李乐双手插在裤袋里,静静看著。他的目光扫过坑底那些施工的痕跡,扫过围栏上悬掛的一些褪色的纪念照片和朵,扫过远处那尊著名的、扭曲的、从废墟中挖出的十字形钢樑雕塑,扫过印著重建规划的自由塔的效果图,没有惯常的嬉笑或调侃,是一种平静的、深沉的注视。

斯米尔和博伊奇等人也自动停在稍后几步,沉默著。

时代广场的喧囂、帝国大厦的辉煌、地铁里的光怪陆离,似乎都被这片寂静的“空”吸走了音量,只剩下一种沉甸甸的、关乎歷史、生命与无常的真实感。

“你说,每天在这里上班、路过的人,看著这片空地,会怎么想?”伍岳问道。

“可能有的人会刻意不看,匆匆走过。

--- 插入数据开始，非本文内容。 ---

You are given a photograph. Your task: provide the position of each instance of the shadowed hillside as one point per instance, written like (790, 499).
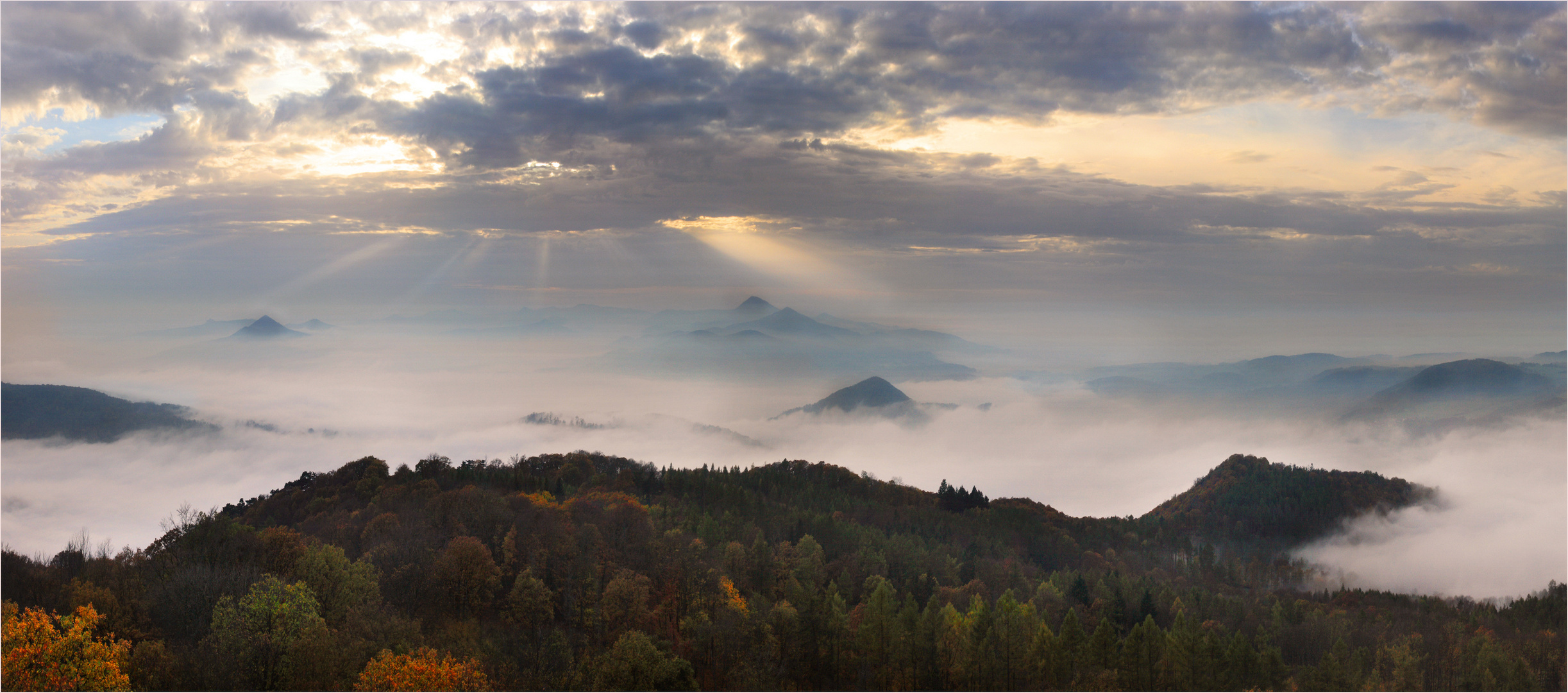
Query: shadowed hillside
(82, 415)
(1250, 499)
(587, 571)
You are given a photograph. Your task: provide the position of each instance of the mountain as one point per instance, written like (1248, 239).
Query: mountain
(1454, 381)
(82, 415)
(755, 308)
(1361, 379)
(791, 323)
(266, 328)
(871, 393)
(784, 576)
(1252, 499)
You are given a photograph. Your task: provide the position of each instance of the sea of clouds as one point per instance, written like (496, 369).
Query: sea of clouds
(316, 404)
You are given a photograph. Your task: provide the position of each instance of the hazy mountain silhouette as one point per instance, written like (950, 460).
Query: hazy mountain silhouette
(868, 394)
(755, 308)
(266, 328)
(1361, 379)
(1456, 380)
(1245, 499)
(789, 322)
(82, 415)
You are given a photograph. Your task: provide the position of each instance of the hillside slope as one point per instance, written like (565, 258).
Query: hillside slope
(1252, 499)
(82, 415)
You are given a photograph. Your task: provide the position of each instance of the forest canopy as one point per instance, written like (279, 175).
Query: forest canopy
(603, 573)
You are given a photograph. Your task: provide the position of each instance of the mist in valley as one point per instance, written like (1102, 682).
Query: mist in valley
(402, 391)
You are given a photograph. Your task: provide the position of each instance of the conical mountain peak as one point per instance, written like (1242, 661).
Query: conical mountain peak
(266, 328)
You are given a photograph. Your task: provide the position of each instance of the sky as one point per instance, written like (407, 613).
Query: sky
(1083, 184)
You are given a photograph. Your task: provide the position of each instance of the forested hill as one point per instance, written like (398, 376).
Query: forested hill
(1249, 499)
(82, 415)
(601, 573)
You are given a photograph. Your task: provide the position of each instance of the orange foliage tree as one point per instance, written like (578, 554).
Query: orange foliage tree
(58, 653)
(422, 670)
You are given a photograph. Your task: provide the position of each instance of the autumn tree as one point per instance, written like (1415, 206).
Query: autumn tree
(270, 637)
(43, 651)
(422, 670)
(336, 582)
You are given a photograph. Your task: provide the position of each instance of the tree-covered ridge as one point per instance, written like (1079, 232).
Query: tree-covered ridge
(1250, 499)
(82, 415)
(590, 571)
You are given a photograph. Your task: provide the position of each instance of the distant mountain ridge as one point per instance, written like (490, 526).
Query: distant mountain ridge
(1454, 381)
(267, 328)
(869, 393)
(1250, 499)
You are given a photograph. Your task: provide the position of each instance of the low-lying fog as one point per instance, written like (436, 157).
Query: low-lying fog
(378, 389)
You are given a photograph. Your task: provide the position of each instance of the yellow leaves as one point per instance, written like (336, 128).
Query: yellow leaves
(422, 670)
(733, 598)
(43, 651)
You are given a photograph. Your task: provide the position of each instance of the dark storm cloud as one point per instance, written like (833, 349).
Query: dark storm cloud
(1143, 241)
(846, 66)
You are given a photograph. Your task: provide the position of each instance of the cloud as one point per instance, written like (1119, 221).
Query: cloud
(402, 395)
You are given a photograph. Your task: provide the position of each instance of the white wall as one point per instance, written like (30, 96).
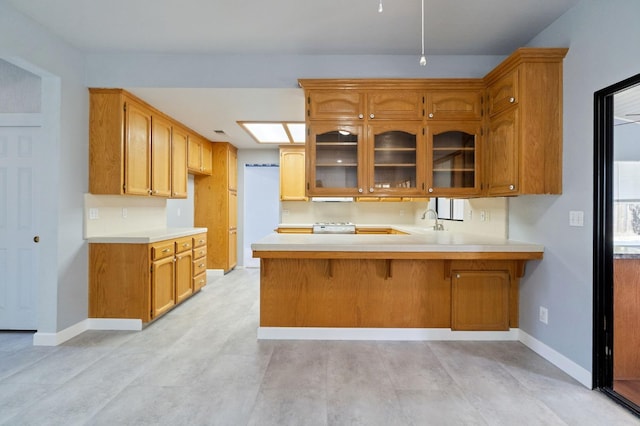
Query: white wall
(63, 258)
(602, 36)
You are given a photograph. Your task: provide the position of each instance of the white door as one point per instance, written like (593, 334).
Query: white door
(19, 213)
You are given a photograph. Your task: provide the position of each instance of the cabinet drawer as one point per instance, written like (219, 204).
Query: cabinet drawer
(199, 266)
(199, 281)
(162, 249)
(199, 240)
(183, 244)
(199, 253)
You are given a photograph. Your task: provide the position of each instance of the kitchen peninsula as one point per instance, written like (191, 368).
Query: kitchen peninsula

有的人会停下来,像我们一样,看一会儿。还有的人,可能五年了,每次经过,心里的某一块还是会跟著塌下去一次。”李乐回道,“创伤地理学。一个地方承载的集体记忆和情感,会改变它的空间属性。”

“这里不再只是一块城市的房地產,它是一个纪念碑,一个问號,一个持续进行的悼念仪式。哪怕新楼盖起来,那种空缺感也会以某种方式一直存在,刻在这片街区的基因里。”

伍岳点了点头,有些物理的损毁可以重建,但那些无形的震盪波,会在社会结构、心理景观上持续传递多久?这或许也是另一种形式的“材料疲劳”和“应力残留”。

李乐一拍伍岳的肩膀,“有人说,这是文明的伤口。也有人说,这是帝国衰落的开始。但你看周围,该运转的还在运转,该亮著的灯还在亮著。就像这地铁,再脏再破,第二天早上,照样把几百万人运进来,开始新一天的追名逐利,纸醉金迷。”

“纪念是必要的,但生活,或者说,生意,也在继续,就像那边,”李乐抬手指向不远处一条灯光更密集的街道,“华尔街。那些製造了金融风暴、让无数人倾家荡產的傢伙,大概还在某个亮著灯的格子里,琢磨著下一波怎么割韭菜。”

“伤痛和贪婪,反思和放纵,纪念和遗忘.....都在这里,混在一起。这就是纽约。”

伍岳顺著他的手指望去。那是华尔街的方向。狭窄的街道,两旁是更高、更陡峭的石质或玻璃幕墙建筑,仿佛峡谷。即使在这个时间,那里依然有不少窗户亮著灯,像永不闭合的、贪婪的眼睛。

“去看看?”伍岳问。

“走。”李乐最后看了一眼那片沉陷的、被灯光照得一片煞白的“归零地”,转身,朝著那个象徵著资本与欲望的、灯火依旧的“峡谷”走去。

博伊奇、斯米尔几人无声地跟上,重新融入他们周围,隔开了夜色与过往的人群。